Black Teen From Alabama is Awarded Over $2 Million in Scholarships
Teenagers typically get a bad rap for their couldn’t-care-less attitudes and for paying more attention to TikTok than geometry, but recently, one Alabama youngster is getting nothing but praise. And by praise, we mean college acceptances and scholarships….lots of them. Rotimi Kukoyi was accepted into over 15 top universities, and has been awarded over $2 million dollars in scholarships.
According to the Huffpost, Kukoyi got accepted into Harvard, Yale, Stanford, Johns Hopkins, Vanderbilt and Duke university before ultimately deciding on UNC Chapel Hill. When he begins this fall, he’ll study Health Policy and Management with the assistance of the prestigious Morehead-Cain Scholarship.
“With this scholarship, I’m able to choose the path less traveled by — the road not taken — and define my own journey,” Kukoyi wrote on Instagram. “At UNC, I hope to lay the foundations of a career driving health equity in our nation.”
You may remember this young scholar from his appearance on the Jeopardy Teen Tournament where he competed as a high school freshman in 2018. Kukoyi tells ABC News that it was during the competition that he became inspired to apply to multiple schools. He also became the first Black National Merit Scholar at his school in Hoover, Alabama.

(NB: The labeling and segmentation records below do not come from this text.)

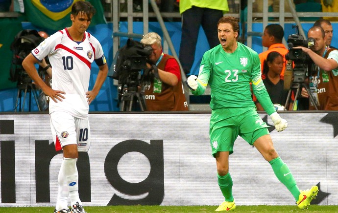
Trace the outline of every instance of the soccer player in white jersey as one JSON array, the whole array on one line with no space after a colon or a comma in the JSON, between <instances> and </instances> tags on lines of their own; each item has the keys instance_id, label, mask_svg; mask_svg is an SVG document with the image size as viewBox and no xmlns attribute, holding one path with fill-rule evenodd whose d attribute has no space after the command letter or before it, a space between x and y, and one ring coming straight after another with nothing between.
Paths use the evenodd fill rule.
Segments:
<instances>
[{"instance_id":1,"label":"soccer player in white jersey","mask_svg":"<svg viewBox=\"0 0 338 213\"><path fill-rule=\"evenodd\" d=\"M257 113L250 92L254 93L271 117L278 131L288 126L276 112L261 77L258 54L239 43L239 26L235 18L223 17L217 23L220 44L203 55L198 77L191 76L187 83L194 95L203 94L209 84L211 88L210 144L216 159L218 185L225 201L216 211L236 208L233 182L229 173L229 155L240 136L254 146L271 166L279 180L291 193L300 209L307 208L318 193L318 187L300 191L289 168L273 147L268 127Z\"/></svg>"},{"instance_id":2,"label":"soccer player in white jersey","mask_svg":"<svg viewBox=\"0 0 338 213\"><path fill-rule=\"evenodd\" d=\"M75 3L71 14L72 26L46 39L23 62L29 76L51 99L49 108L55 149L63 150L56 213L85 213L79 197L76 163L78 151L87 151L89 148L89 105L97 95L108 73L101 44L86 32L95 12L88 1ZM47 55L52 66L51 88L40 78L34 65ZM88 91L94 61L99 70L93 89ZM68 208L69 195L72 209Z\"/></svg>"}]
</instances>

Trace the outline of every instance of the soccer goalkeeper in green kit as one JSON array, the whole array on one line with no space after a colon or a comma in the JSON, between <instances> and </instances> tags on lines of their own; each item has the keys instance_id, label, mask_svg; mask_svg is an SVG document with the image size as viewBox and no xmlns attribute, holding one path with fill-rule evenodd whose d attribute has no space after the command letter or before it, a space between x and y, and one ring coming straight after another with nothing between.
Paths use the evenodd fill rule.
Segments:
<instances>
[{"instance_id":1,"label":"soccer goalkeeper in green kit","mask_svg":"<svg viewBox=\"0 0 338 213\"><path fill-rule=\"evenodd\" d=\"M233 182L229 173L229 155L233 152L238 136L254 146L271 165L277 178L294 197L300 209L305 209L318 193L318 187L300 191L288 166L273 147L268 126L257 113L252 101L254 93L273 122L278 131L288 127L276 112L261 77L258 54L237 42L239 25L232 17L222 17L217 23L220 44L203 55L198 77L190 76L187 83L194 95L204 93L209 84L211 88L210 145L216 159L218 183L225 201L216 211L236 208L232 194Z\"/></svg>"}]
</instances>

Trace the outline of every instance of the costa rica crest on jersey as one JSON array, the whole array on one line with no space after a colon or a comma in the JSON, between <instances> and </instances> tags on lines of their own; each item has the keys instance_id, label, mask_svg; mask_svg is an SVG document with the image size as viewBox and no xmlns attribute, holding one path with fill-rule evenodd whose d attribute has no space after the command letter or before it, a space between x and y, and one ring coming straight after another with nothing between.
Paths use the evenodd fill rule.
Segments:
<instances>
[{"instance_id":1,"label":"costa rica crest on jersey","mask_svg":"<svg viewBox=\"0 0 338 213\"><path fill-rule=\"evenodd\" d=\"M240 61L243 66L245 66L248 64L248 58L246 57L240 58Z\"/></svg>"},{"instance_id":2,"label":"costa rica crest on jersey","mask_svg":"<svg viewBox=\"0 0 338 213\"><path fill-rule=\"evenodd\" d=\"M89 59L91 59L92 57L93 57L93 52L92 52L91 50L88 51L87 52L87 56Z\"/></svg>"},{"instance_id":3,"label":"costa rica crest on jersey","mask_svg":"<svg viewBox=\"0 0 338 213\"><path fill-rule=\"evenodd\" d=\"M62 132L61 132L61 137L63 138L66 138L67 137L68 137L68 135L69 134L68 134L68 132L67 132L66 131L64 131Z\"/></svg>"}]
</instances>

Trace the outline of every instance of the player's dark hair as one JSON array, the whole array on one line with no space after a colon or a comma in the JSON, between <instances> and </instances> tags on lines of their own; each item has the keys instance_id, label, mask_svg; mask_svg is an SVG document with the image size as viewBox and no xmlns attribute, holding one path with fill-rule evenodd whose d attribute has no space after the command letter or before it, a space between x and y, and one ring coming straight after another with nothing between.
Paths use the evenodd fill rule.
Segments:
<instances>
[{"instance_id":1,"label":"player's dark hair","mask_svg":"<svg viewBox=\"0 0 338 213\"><path fill-rule=\"evenodd\" d=\"M272 23L266 26L265 29L269 35L275 37L276 42L282 43L283 37L284 36L284 30L283 29L282 26L278 23Z\"/></svg>"},{"instance_id":2,"label":"player's dark hair","mask_svg":"<svg viewBox=\"0 0 338 213\"><path fill-rule=\"evenodd\" d=\"M91 18L96 13L96 10L89 2L79 1L72 7L72 14L75 17L80 13L83 13L87 15L88 18Z\"/></svg>"},{"instance_id":3,"label":"player's dark hair","mask_svg":"<svg viewBox=\"0 0 338 213\"><path fill-rule=\"evenodd\" d=\"M263 74L266 75L267 72L269 71L269 66L267 65L267 63L270 62L272 63L273 62L276 58L278 56L280 56L283 58L283 56L281 55L278 52L272 51L269 53L266 56L266 59L264 61L264 63L263 64Z\"/></svg>"},{"instance_id":4,"label":"player's dark hair","mask_svg":"<svg viewBox=\"0 0 338 213\"><path fill-rule=\"evenodd\" d=\"M324 31L324 29L323 29L320 26L314 26L311 28L309 29L309 31L315 31L317 29L318 29L320 30L320 32L321 32L321 36L323 38L325 37L325 31Z\"/></svg>"},{"instance_id":5,"label":"player's dark hair","mask_svg":"<svg viewBox=\"0 0 338 213\"><path fill-rule=\"evenodd\" d=\"M223 16L219 19L217 22L217 27L218 27L218 25L222 23L228 23L231 24L234 32L238 33L237 34L237 38L238 38L240 35L240 25L238 24L238 21L236 18L232 16Z\"/></svg>"},{"instance_id":6,"label":"player's dark hair","mask_svg":"<svg viewBox=\"0 0 338 213\"><path fill-rule=\"evenodd\" d=\"M314 23L314 24L313 26L320 26L321 27L321 24L322 23L325 23L326 24L331 26L331 22L330 22L330 21L327 19L319 19L318 20L316 21Z\"/></svg>"}]
</instances>

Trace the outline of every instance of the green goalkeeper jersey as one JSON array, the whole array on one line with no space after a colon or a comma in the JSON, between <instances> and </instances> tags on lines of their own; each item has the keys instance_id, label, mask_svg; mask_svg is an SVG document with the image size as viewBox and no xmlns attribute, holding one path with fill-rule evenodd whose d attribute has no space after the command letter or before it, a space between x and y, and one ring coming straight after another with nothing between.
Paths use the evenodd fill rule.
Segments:
<instances>
[{"instance_id":1,"label":"green goalkeeper jersey","mask_svg":"<svg viewBox=\"0 0 338 213\"><path fill-rule=\"evenodd\" d=\"M220 44L203 55L194 95L204 93L207 85L211 89L212 109L221 108L256 107L252 101L250 83L254 93L268 114L276 111L261 77L258 54L237 42L232 53L224 51Z\"/></svg>"}]
</instances>

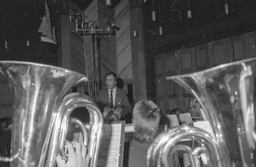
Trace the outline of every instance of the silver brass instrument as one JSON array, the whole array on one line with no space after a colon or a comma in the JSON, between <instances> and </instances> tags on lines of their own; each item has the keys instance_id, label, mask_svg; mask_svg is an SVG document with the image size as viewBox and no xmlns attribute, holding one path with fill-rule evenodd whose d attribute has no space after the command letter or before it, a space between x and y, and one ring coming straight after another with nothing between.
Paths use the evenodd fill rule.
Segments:
<instances>
[{"instance_id":1,"label":"silver brass instrument","mask_svg":"<svg viewBox=\"0 0 256 167\"><path fill-rule=\"evenodd\" d=\"M256 165L253 101L256 58L229 63L191 74L166 78L181 85L198 101L215 137L204 130L183 126L163 132L149 147L148 167L170 166L169 155L187 151L192 167L200 167L198 155L206 153L211 166ZM192 150L179 144L193 139L201 146Z\"/></svg>"},{"instance_id":2,"label":"silver brass instrument","mask_svg":"<svg viewBox=\"0 0 256 167\"><path fill-rule=\"evenodd\" d=\"M88 143L89 166L96 166L102 113L85 95L65 96L72 86L87 81L87 77L60 67L12 61L0 61L0 72L7 78L14 96L11 157L0 157L0 161L10 162L11 167L53 167L59 151L67 160L63 149L69 116L82 107L90 113L90 131L79 119L71 121L81 128L84 144Z\"/></svg>"}]
</instances>

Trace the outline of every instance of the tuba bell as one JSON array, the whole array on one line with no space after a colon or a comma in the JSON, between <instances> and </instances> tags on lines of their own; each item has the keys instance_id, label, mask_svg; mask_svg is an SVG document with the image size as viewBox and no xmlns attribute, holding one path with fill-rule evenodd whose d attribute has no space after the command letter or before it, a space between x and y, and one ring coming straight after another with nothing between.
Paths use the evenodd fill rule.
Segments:
<instances>
[{"instance_id":1,"label":"tuba bell","mask_svg":"<svg viewBox=\"0 0 256 167\"><path fill-rule=\"evenodd\" d=\"M256 165L254 75L256 58L225 64L191 74L170 76L198 100L215 134L181 126L163 132L150 147L148 167L170 166L169 155L188 153L192 167L199 167L198 154L205 153L209 165L219 167ZM200 146L191 149L179 144L191 139Z\"/></svg>"},{"instance_id":2,"label":"tuba bell","mask_svg":"<svg viewBox=\"0 0 256 167\"><path fill-rule=\"evenodd\" d=\"M12 167L53 167L63 150L70 113L85 107L90 113L87 132L79 119L71 119L81 130L84 143L96 167L103 128L103 118L90 98L77 93L65 95L71 87L87 78L58 67L35 63L0 61L0 72L8 79L14 95L11 157L0 157Z\"/></svg>"}]
</instances>

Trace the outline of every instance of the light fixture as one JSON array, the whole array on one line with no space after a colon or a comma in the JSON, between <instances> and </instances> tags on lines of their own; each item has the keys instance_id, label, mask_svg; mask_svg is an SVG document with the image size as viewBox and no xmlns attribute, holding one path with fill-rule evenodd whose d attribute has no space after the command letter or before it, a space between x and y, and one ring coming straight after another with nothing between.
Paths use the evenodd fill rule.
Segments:
<instances>
[{"instance_id":1,"label":"light fixture","mask_svg":"<svg viewBox=\"0 0 256 167\"><path fill-rule=\"evenodd\" d=\"M110 6L112 5L111 0L105 0L105 5L106 6Z\"/></svg>"},{"instance_id":2,"label":"light fixture","mask_svg":"<svg viewBox=\"0 0 256 167\"><path fill-rule=\"evenodd\" d=\"M189 7L189 0L188 0L188 6L189 10L187 12L187 18L190 19L192 18L192 11L190 10L190 8Z\"/></svg>"},{"instance_id":3,"label":"light fixture","mask_svg":"<svg viewBox=\"0 0 256 167\"><path fill-rule=\"evenodd\" d=\"M192 18L192 11L188 11L187 12L187 17L189 19Z\"/></svg>"},{"instance_id":4,"label":"light fixture","mask_svg":"<svg viewBox=\"0 0 256 167\"><path fill-rule=\"evenodd\" d=\"M162 27L162 23L161 22L161 11L160 10L160 0L158 0L158 12L159 12L159 35L163 35L163 27Z\"/></svg>"},{"instance_id":5,"label":"light fixture","mask_svg":"<svg viewBox=\"0 0 256 167\"><path fill-rule=\"evenodd\" d=\"M228 7L228 5L227 4L227 0L226 0L226 4L225 4L225 13L226 14L228 14L229 13L229 9Z\"/></svg>"},{"instance_id":6,"label":"light fixture","mask_svg":"<svg viewBox=\"0 0 256 167\"><path fill-rule=\"evenodd\" d=\"M155 21L157 20L157 12L154 11L154 0L152 0L152 20L153 21Z\"/></svg>"},{"instance_id":7,"label":"light fixture","mask_svg":"<svg viewBox=\"0 0 256 167\"><path fill-rule=\"evenodd\" d=\"M5 40L4 41L4 47L5 48L6 48L6 47L7 47L7 43L8 43L8 42L7 42L7 40Z\"/></svg>"},{"instance_id":8,"label":"light fixture","mask_svg":"<svg viewBox=\"0 0 256 167\"><path fill-rule=\"evenodd\" d=\"M134 37L138 37L138 32L136 31L136 20L135 20L135 7L134 6L134 0L132 0L132 4L133 5L134 10L134 31L133 35Z\"/></svg>"},{"instance_id":9,"label":"light fixture","mask_svg":"<svg viewBox=\"0 0 256 167\"><path fill-rule=\"evenodd\" d=\"M156 11L152 11L152 20L153 21L157 20L157 12Z\"/></svg>"},{"instance_id":10,"label":"light fixture","mask_svg":"<svg viewBox=\"0 0 256 167\"><path fill-rule=\"evenodd\" d=\"M159 35L163 35L163 27L159 27Z\"/></svg>"}]
</instances>

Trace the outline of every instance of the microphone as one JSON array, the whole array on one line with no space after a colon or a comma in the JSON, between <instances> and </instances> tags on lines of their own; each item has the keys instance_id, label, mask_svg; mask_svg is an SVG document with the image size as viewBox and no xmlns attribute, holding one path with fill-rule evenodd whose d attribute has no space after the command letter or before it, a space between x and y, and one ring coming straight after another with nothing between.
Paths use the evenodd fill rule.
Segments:
<instances>
[{"instance_id":1,"label":"microphone","mask_svg":"<svg viewBox=\"0 0 256 167\"><path fill-rule=\"evenodd\" d=\"M110 24L110 25L112 27L114 27L116 26L116 24L115 23L113 23L110 21L108 21L108 24Z\"/></svg>"}]
</instances>

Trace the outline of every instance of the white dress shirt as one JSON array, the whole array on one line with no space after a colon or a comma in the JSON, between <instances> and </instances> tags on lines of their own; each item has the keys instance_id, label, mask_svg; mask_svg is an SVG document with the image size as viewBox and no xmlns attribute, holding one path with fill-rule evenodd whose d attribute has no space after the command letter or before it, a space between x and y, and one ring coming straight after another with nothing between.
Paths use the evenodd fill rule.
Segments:
<instances>
[{"instance_id":1,"label":"white dress shirt","mask_svg":"<svg viewBox=\"0 0 256 167\"><path fill-rule=\"evenodd\" d=\"M110 94L111 94L111 92L110 92L110 89L108 89L108 96L109 97L109 104L110 105ZM113 90L113 92L112 92L112 96L113 97L113 107L114 109L115 108L115 105L116 104L116 86L115 87Z\"/></svg>"}]
</instances>

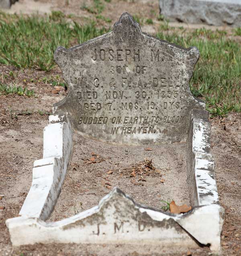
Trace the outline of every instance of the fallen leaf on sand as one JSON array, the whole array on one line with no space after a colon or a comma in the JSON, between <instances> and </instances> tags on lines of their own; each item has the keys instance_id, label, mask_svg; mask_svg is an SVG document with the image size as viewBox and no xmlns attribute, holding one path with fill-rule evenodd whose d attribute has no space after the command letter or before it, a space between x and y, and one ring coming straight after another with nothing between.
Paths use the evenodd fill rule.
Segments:
<instances>
[{"instance_id":1,"label":"fallen leaf on sand","mask_svg":"<svg viewBox=\"0 0 241 256\"><path fill-rule=\"evenodd\" d=\"M143 183L142 183L141 182L140 182L139 183L137 183L137 182L135 180L131 180L131 182L132 183L133 183L133 184L134 184L135 185L143 185Z\"/></svg>"},{"instance_id":2,"label":"fallen leaf on sand","mask_svg":"<svg viewBox=\"0 0 241 256\"><path fill-rule=\"evenodd\" d=\"M178 206L178 207L179 207L180 211L182 213L187 213L188 211L190 211L190 210L192 210L192 207L188 206L186 205L180 205L180 206Z\"/></svg>"},{"instance_id":3,"label":"fallen leaf on sand","mask_svg":"<svg viewBox=\"0 0 241 256\"><path fill-rule=\"evenodd\" d=\"M171 213L179 214L181 213L178 207L175 203L174 201L172 201L170 203L170 212Z\"/></svg>"},{"instance_id":4,"label":"fallen leaf on sand","mask_svg":"<svg viewBox=\"0 0 241 256\"><path fill-rule=\"evenodd\" d=\"M147 147L145 149L146 151L152 151L153 150L151 147Z\"/></svg>"},{"instance_id":5,"label":"fallen leaf on sand","mask_svg":"<svg viewBox=\"0 0 241 256\"><path fill-rule=\"evenodd\" d=\"M192 252L190 251L188 251L187 252L187 256L192 256Z\"/></svg>"},{"instance_id":6,"label":"fallen leaf on sand","mask_svg":"<svg viewBox=\"0 0 241 256\"><path fill-rule=\"evenodd\" d=\"M172 201L170 203L170 212L171 213L184 213L192 209L191 206L188 206L186 205L177 205L174 201Z\"/></svg>"},{"instance_id":7,"label":"fallen leaf on sand","mask_svg":"<svg viewBox=\"0 0 241 256\"><path fill-rule=\"evenodd\" d=\"M137 176L135 171L133 171L133 172L132 172L131 174L131 176L133 176L133 177L135 177Z\"/></svg>"},{"instance_id":8,"label":"fallen leaf on sand","mask_svg":"<svg viewBox=\"0 0 241 256\"><path fill-rule=\"evenodd\" d=\"M140 178L139 180L138 181L140 181L141 180L142 180L142 181L146 181L147 180L143 179L143 178Z\"/></svg>"}]
</instances>

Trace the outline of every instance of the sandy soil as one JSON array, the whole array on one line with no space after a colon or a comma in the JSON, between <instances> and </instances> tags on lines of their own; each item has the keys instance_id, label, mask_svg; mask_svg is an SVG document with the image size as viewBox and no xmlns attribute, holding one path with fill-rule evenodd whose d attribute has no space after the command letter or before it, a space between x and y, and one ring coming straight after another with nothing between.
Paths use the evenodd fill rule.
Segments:
<instances>
[{"instance_id":1,"label":"sandy soil","mask_svg":"<svg viewBox=\"0 0 241 256\"><path fill-rule=\"evenodd\" d=\"M10 70L14 70L16 77L8 77L4 82L10 83L14 79L19 85L34 88L38 97L0 96L0 195L4 196L0 200L0 206L4 207L0 210L0 255L19 255L20 253L56 255L57 251L59 255L68 253L79 255L80 250L83 255L107 256L113 255L113 250L116 255L186 255L185 251L178 253L173 250L167 253L166 250L160 251L158 248L120 245L116 245L116 247L108 245L37 245L22 247L12 251L5 221L18 215L31 185L33 162L42 156L43 131L48 123L48 115L40 113L39 111L50 113L53 104L63 98L66 93L63 90L58 94L53 94L52 86L41 82L44 76L59 74L57 69L48 74L23 72L0 66L2 74L7 74ZM40 82L36 84L29 82L33 77ZM216 180L220 202L225 209L221 237L224 255L239 255L241 250L241 115L231 113L226 118L212 119L211 121L212 152L216 164ZM155 145L145 147L117 147L78 135L74 136L74 142L71 162L51 220L70 216L96 205L115 186L139 203L158 208L162 205L162 198L174 199L178 203L188 203L184 144L177 147L178 144L172 144L165 147ZM145 150L147 147L153 150ZM95 156L96 160L104 160L87 164L86 161L93 156L92 152L98 155L98 158ZM143 176L146 181L138 181L140 177L133 176L130 172L122 174L120 172L123 168L138 166L145 158L153 159L153 165L160 171L151 170L149 175ZM174 161L170 161L172 158ZM107 174L110 170L113 173ZM161 180L164 180L163 183L161 182ZM141 184L134 184L131 182L134 180ZM192 252L195 255L208 253L207 248Z\"/></svg>"},{"instance_id":2,"label":"sandy soil","mask_svg":"<svg viewBox=\"0 0 241 256\"><path fill-rule=\"evenodd\" d=\"M34 4L29 3L34 2ZM67 4L67 2L69 4ZM52 0L38 1L19 0L13 5L13 12L30 14L38 9L41 12L60 10L66 14L74 13L86 18L93 15L80 6L90 0ZM127 10L132 14L153 18L153 25L142 26L143 31L154 34L159 24L153 11L159 12L157 1L118 1L106 3L102 15L112 22ZM35 6L32 8L33 6ZM36 7L37 6L37 7ZM14 9L15 8L15 9ZM43 11L43 12L42 12ZM171 25L198 28L203 25L171 23ZM199 26L199 27L198 27ZM211 29L216 29L212 27ZM14 77L8 75L13 71ZM29 191L32 180L34 160L42 158L43 131L48 123L48 113L53 104L66 95L63 89L52 93L53 86L43 82L44 77L61 75L56 68L50 73L36 70L19 70L0 65L1 82L34 89L37 98L0 96L0 256L2 255L129 255L178 256L189 255L188 248L182 251L146 246L129 245L38 244L12 249L6 220L18 215ZM35 82L31 82L34 78ZM47 114L45 113L47 113ZM221 236L224 256L239 256L241 252L241 115L231 113L223 119L210 120L212 128L212 153L215 162L215 175L220 201L225 210ZM97 203L110 189L117 186L137 202L160 208L161 200L174 199L178 203L188 203L186 182L185 145L171 144L167 147L149 145L145 147L116 147L87 139L75 135L74 152L62 191L49 220L61 219L88 208ZM151 151L145 150L150 147ZM92 152L103 161L87 164ZM152 159L160 172L151 170L140 180L131 172L122 170L138 166L145 158ZM173 161L170 161L173 159ZM108 174L110 170L112 173ZM177 179L176 177L178 178ZM177 182L178 180L178 182ZM135 180L135 184L132 181ZM162 182L161 181L162 180ZM0 197L1 199L1 197ZM192 250L192 255L210 255L208 248Z\"/></svg>"},{"instance_id":3,"label":"sandy soil","mask_svg":"<svg viewBox=\"0 0 241 256\"><path fill-rule=\"evenodd\" d=\"M74 143L71 163L51 221L96 205L115 186L136 202L159 209L164 205L161 200L189 204L185 143L114 146L77 134ZM151 147L152 151L145 150ZM94 162L88 160L93 157ZM145 165L145 159L152 160L156 169L147 169L141 175L138 168Z\"/></svg>"}]
</instances>

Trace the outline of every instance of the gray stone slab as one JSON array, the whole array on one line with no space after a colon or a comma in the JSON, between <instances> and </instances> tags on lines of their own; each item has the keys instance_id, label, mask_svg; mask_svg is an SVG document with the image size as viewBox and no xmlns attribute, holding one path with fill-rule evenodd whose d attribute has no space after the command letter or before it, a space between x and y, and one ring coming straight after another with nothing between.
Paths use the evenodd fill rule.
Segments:
<instances>
[{"instance_id":1,"label":"gray stone slab","mask_svg":"<svg viewBox=\"0 0 241 256\"><path fill-rule=\"evenodd\" d=\"M205 104L189 82L199 57L142 33L126 12L113 31L66 49L55 59L69 86L54 105L74 129L104 141L131 145L186 141L191 111Z\"/></svg>"},{"instance_id":2,"label":"gray stone slab","mask_svg":"<svg viewBox=\"0 0 241 256\"><path fill-rule=\"evenodd\" d=\"M160 0L161 13L168 18L191 23L241 24L240 0Z\"/></svg>"}]
</instances>

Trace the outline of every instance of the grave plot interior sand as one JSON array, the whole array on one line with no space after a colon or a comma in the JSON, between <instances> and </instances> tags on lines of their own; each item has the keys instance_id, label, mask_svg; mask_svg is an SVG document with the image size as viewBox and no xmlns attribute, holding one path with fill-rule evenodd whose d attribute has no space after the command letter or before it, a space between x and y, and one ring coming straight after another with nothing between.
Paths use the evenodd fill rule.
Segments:
<instances>
[{"instance_id":1,"label":"grave plot interior sand","mask_svg":"<svg viewBox=\"0 0 241 256\"><path fill-rule=\"evenodd\" d=\"M115 186L137 203L159 210L165 205L161 200L190 205L186 143L114 145L75 134L74 145L67 174L49 221L97 205ZM143 167L145 159L151 160L156 170L143 170L142 177L140 172L133 173Z\"/></svg>"}]
</instances>

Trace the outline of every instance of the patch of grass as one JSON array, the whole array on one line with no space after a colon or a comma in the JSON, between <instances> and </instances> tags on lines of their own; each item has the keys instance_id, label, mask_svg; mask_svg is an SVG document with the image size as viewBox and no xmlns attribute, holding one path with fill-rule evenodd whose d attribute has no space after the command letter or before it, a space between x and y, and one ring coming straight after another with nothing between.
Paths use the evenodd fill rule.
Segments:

“As a child of immigrants who came to the United States to secure a better future for themselves and their children through the American education system, I’ve always aspired to graduate from high school,” he wrote in another IG post.
“The past 13 years of hard work have paid off, and I’m incredibly optimistic for what lies ahead. I’m thankful to the close relationships that have supported me throughout this journey, and I’m excited to watch my friends continue to succeed from afar.”
In another post to his social account, Kukoyi spoke about how difficult it was to choose a school. He mentioned that deciding between the many universities he was accepted into was “the most agonizing thing I’ve ever done.” He later told ABC News that his choice to pursue medicine was inspired by the pandemic.
“COVID really sparked [my interest in public health] because that was the first time that I really saw how clear the health inequities were,” Kukoyi said. “African Americans had a much higher chance of dying from COVID than white Americans.
“It was almost like there were two separate pandemics impacting our nation, and we saw [some people] marginalized and impacted way more.”